Monday, May 15, 2017
It was one Mother's Day gift that his nine siblings couldn't top.
A Brooklyn mom joyously watched Sunday as the last of her 10 children got married — at the Crossroads of the World, no less.
"Even if I had all the money in the world, the best gift I could give my mother would be to get married," 23-year-old groom J.J. Hecht II admitted to The Post.
Hecht tied the knot with his bride, Hadassa Halperin, as 200 guests and untold tourists witnessed the traditional Hasidic ceremony complete with a Klezmer band, dancing and scores of children.
His mother, Baila Hecht, said she had been hoping her adventurous son would settle down for years and called the event a true "gift.
"You get more enthusiastic every [wedding] because you're more relaxed about it," the 62-year-old matriarch explained. "You don't worry about every detail, every flower. It doesn't matter so much anymore.
"It's just the thrill of seeing them grow up and move on to their own lives."
The jubilant mother inadvertently wrapped the gift herself, when she discussed her son's lack of a bride with a friend at the city's annual menorah lighting in Midtown in December.
Baila's friend knew a matchmaker, who put the Crown Heights man and the Toronto woman in touch, lighting a different sort of flame.
The couple's union marked the merging of two prominent Jewish families.
Halperin, 20, is a descendant of the late Lubavitcher Rebbe, Rabbi Menachem Mendel Schneerson.
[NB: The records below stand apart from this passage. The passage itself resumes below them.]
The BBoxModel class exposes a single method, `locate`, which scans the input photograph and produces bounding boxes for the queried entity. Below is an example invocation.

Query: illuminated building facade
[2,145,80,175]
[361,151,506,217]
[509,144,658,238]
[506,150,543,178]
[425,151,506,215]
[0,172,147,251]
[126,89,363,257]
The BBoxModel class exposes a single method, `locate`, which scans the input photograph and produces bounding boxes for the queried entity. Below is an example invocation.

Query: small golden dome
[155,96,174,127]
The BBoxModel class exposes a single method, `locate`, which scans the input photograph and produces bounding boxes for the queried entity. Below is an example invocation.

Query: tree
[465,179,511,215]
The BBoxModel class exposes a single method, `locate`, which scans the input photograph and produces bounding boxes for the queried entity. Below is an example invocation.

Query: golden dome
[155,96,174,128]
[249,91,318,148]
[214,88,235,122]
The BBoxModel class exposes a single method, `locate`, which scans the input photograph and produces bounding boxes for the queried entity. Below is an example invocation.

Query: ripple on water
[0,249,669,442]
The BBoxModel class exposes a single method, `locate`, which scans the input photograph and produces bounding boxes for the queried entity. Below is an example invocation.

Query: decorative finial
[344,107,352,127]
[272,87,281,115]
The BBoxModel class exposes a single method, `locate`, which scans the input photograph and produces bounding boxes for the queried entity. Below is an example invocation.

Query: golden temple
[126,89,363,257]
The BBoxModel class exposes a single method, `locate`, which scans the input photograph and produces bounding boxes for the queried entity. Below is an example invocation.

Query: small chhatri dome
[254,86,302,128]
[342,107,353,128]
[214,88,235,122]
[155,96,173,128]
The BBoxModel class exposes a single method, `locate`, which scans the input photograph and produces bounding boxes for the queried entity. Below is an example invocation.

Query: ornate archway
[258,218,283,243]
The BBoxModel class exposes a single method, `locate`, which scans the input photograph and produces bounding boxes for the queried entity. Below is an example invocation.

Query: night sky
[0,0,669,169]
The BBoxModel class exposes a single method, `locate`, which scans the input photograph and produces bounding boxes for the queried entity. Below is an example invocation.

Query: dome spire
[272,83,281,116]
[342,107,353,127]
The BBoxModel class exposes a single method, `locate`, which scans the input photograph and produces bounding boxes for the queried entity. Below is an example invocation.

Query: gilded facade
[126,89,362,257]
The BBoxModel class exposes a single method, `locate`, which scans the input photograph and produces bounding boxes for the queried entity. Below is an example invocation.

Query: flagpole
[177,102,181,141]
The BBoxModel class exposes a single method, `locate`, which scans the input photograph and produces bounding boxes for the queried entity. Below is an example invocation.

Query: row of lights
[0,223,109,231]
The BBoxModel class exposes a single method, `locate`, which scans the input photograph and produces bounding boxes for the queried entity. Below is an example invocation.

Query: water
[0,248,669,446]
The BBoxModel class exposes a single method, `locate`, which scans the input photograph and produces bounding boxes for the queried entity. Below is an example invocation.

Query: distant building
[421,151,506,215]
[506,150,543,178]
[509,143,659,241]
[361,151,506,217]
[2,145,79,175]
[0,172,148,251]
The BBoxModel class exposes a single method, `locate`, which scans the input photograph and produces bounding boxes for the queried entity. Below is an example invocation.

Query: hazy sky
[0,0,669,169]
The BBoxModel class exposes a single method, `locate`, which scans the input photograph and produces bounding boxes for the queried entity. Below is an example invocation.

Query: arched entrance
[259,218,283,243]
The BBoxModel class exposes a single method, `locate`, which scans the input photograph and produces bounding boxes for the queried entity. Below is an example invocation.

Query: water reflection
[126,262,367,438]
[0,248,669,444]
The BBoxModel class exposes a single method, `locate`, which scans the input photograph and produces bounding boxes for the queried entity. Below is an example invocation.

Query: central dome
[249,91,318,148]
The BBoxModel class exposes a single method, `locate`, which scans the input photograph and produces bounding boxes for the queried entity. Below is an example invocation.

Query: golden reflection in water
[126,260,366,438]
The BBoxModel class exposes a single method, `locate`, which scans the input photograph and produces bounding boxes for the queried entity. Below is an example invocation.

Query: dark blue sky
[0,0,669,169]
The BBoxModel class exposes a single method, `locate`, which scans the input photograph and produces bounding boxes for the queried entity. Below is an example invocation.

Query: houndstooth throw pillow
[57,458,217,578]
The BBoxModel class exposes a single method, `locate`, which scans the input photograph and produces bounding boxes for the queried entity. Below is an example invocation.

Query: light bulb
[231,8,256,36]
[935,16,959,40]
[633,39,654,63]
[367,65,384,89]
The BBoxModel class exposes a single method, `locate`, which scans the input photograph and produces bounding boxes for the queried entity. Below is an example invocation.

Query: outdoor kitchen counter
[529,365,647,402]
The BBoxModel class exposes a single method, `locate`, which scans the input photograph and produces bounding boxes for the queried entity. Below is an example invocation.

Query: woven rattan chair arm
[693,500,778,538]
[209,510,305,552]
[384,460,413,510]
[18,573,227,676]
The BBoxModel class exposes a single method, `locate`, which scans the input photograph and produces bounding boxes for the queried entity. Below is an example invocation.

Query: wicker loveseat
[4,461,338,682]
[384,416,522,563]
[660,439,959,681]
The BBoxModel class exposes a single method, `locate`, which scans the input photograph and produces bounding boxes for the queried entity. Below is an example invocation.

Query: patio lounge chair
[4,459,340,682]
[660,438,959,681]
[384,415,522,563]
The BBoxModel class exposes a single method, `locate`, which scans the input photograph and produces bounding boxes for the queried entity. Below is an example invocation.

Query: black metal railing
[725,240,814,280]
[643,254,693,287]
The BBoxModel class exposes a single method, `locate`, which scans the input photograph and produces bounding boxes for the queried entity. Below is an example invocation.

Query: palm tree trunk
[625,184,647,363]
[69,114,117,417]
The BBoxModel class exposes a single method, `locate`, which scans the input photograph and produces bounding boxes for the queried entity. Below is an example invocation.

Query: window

Hecht comes from one of the most well-known rabbinical families in the world.
"On Mother's Day, it's extra special,'' Halperin said. "Marriage is not only about being a wife but about becoming a mother."
Baila Hecht said Sunday's venue was an additional "thrill'' because it had long been "a dream" of her husband, the prominent Rabbi Shea Hecht, to have a ceremony in Times Square. Shea Hecht officiated the marriage.